16-bit vs. 24 bit

Discussion in 'Recording Gear and Equipment [BG]' started by bassmusic808, Jul 8, 2003.

  1. Hello all. I was considering the purchase of a digital workstation. I notice that some record at 16 or 24 bit. I was wonder if the quality difference is really noticable..?

    Also, there are some that record at 16 and mix down to 24. How are the quality on these conversions?

    Any input would be greatly appreciated!

  2. JMX

    JMX Vorsprung durch Technik

    Sep 4, 2000
    Cologne, Germany
    24 bit is useful when you use a lot of digital effects - but only if the effects are done in 24 bit.
    It's like when you do a calculation, when you use more digits behind the comma, it's getting more precise. In audio this means less artefacts and quantization noise.
    The drawback is that 24 bit files are bigger than 16 bit.
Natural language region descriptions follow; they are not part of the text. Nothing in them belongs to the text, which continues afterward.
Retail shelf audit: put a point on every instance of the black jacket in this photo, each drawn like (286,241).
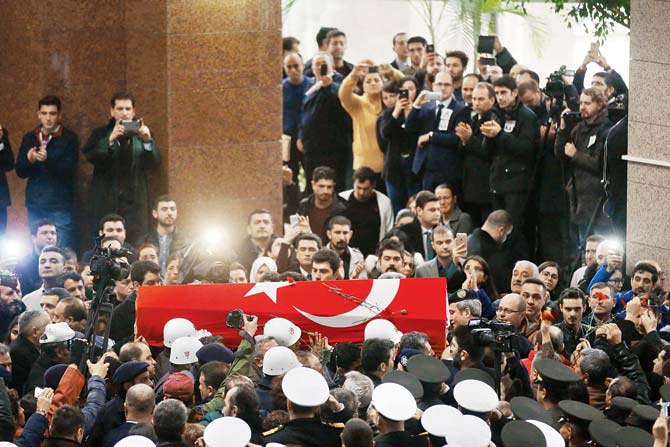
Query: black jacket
(513,151)
(23,354)
(500,263)
(6,164)
(50,183)
(396,143)
(123,318)
(308,432)
(476,164)
(586,167)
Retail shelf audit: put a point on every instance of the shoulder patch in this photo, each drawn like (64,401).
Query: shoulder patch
(273,431)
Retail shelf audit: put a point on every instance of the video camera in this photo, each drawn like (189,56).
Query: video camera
(501,336)
(104,264)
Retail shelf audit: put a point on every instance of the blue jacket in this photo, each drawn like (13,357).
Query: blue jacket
(442,153)
(620,299)
(50,183)
(6,164)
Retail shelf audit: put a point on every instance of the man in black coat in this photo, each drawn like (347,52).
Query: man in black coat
(512,142)
(325,130)
(165,234)
(419,232)
(142,273)
(438,159)
(6,164)
(122,159)
(488,241)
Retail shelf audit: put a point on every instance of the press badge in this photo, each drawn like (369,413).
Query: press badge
(444,119)
(509,126)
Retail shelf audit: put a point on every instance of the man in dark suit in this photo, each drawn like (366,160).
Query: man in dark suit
(26,348)
(165,234)
(139,408)
(488,241)
(438,158)
(419,232)
(446,262)
(6,164)
(512,142)
(142,273)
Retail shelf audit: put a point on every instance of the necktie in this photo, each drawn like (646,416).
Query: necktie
(438,117)
(430,253)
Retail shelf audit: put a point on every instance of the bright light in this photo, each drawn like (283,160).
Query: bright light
(213,237)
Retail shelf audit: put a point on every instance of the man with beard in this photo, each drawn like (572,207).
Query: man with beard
(10,301)
(323,203)
(260,229)
(339,234)
(446,262)
(165,235)
(389,254)
(582,148)
(476,196)
(572,302)
(51,266)
(644,280)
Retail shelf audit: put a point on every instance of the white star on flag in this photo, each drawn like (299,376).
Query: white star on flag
(268,288)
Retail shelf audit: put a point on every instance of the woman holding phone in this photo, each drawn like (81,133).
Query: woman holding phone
(398,146)
(364,111)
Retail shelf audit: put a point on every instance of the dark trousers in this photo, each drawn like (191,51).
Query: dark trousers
(515,204)
(3,220)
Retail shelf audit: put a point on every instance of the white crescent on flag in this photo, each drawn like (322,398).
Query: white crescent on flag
(382,293)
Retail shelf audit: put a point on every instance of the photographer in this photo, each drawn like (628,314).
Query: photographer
(582,149)
(122,152)
(6,164)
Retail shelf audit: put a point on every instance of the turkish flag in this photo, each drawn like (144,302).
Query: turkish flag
(337,309)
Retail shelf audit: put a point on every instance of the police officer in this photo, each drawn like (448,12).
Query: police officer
(306,390)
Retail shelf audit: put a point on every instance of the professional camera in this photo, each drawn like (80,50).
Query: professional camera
(104,264)
(498,335)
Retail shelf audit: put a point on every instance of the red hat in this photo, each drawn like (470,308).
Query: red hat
(179,386)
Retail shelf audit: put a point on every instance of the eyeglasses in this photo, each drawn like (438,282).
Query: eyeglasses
(504,310)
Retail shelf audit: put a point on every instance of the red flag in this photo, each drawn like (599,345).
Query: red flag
(337,309)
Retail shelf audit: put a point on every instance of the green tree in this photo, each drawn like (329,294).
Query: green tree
(603,14)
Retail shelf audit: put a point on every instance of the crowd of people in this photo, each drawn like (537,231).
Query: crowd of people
(413,169)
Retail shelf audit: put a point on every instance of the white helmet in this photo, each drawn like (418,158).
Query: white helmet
(383,329)
(285,332)
(278,360)
(176,328)
(183,351)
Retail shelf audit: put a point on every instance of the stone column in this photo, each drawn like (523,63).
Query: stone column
(648,232)
(206,75)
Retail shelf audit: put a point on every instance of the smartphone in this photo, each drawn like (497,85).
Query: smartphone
(434,96)
(131,126)
(487,60)
(485,44)
(461,239)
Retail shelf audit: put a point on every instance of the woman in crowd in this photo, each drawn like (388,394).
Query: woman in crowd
(399,145)
(477,266)
(364,111)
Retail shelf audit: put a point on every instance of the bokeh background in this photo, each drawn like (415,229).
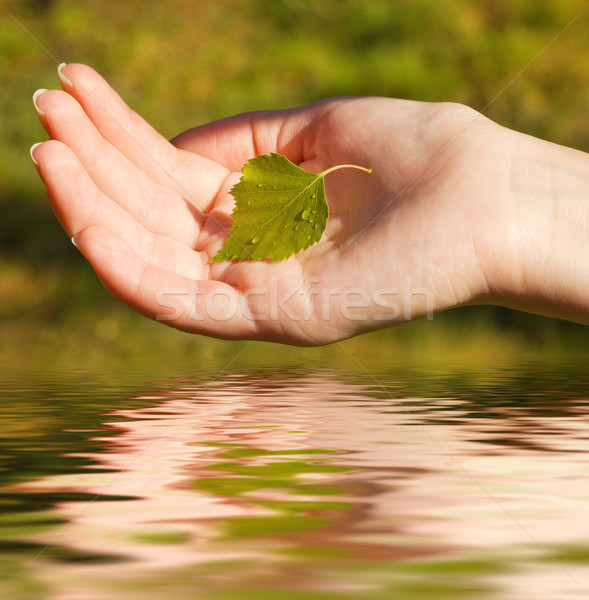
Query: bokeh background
(186,62)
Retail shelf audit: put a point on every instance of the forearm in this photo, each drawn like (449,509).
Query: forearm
(545,269)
    Resampling is always a compromise, you should avoid it. IME it's better to downsample from 24 to 16 than vice versa.

    You will resample to 16 bit when you burn a audio cd, so you can keep it 16 bit all the way when you don't use any 24 bit digital effects.

    Also, even if some machines claim to be 24 bit, they may only be 24 or even 18 bit - and AD/DA converter quality be still differ anyway. Some highend 16 bit converters will be better than mid- or low end 24 bit ones.
  3. Thanks for the info. So, all CD's are made at the 16-bit level??

    I pretty new to digital recording. I've narrowed down the workstations I want to get to 3:

    Yamaha AW16G
    Korg 1200CD
    Korg 1600V40

    I want something that can record at least 4 tracks at a time. I've seen various reviews on Harmony Central, but it's really hard to tell which one is any good!
  4. moley


    Sep 5, 2002
    Hampshire, UK
    Yes, CDs are always 16-bit 44.1kHz. Normal CDs, anyway. I don't know what SACDs are.

    Might I suggest you look into the Roland VS series...


    I don't know about prices, or what your budget is, but maybe the 1824 would be good for you?

    I use a Roland VS recorder (the VS-2480CD) and I love it.

    In regards to the difference in quality between 16 and 24 bit... Well, some people will tell you it's a huge difference, and that they can't live without their 24-bit 96kHz blah blah blah. And some will tell you that it makes little difference.

    I'll just say that great sounding recordings have been made at 16-bit.

    24-bit is better, from a technical point of view, it gives you a lower noise floor which means more dynamic range. It is of more benefit to you perhaps when you're using a lot of digital effects, like JMX says.

    CDs are 16-bit, so in order to produce a CD, you will have to dither down to 16-bit - even so, you do still gain quality by doing the recording and mixing at 24-bit. It's about cumulative errors, you see. The lower resolution you use for all intermediate calculations (i.e. any processing done during mixing, including effects, EQ etc), the greater the accumulative error. So if you record and mix at 24-bit resolution, you still get better accuracy even when you downsample to 16-bits.

    As to whether that accuracy is important or not - well, you have to decide.
  5. Hey. Thanks for all the info. You've definately helped in my deceiding process. There are just so many factors to consider and its not like buying a new set of strings! These things are expensive!

    I'll hopefully be able to take a look at a few of them this weekend. Thanks again!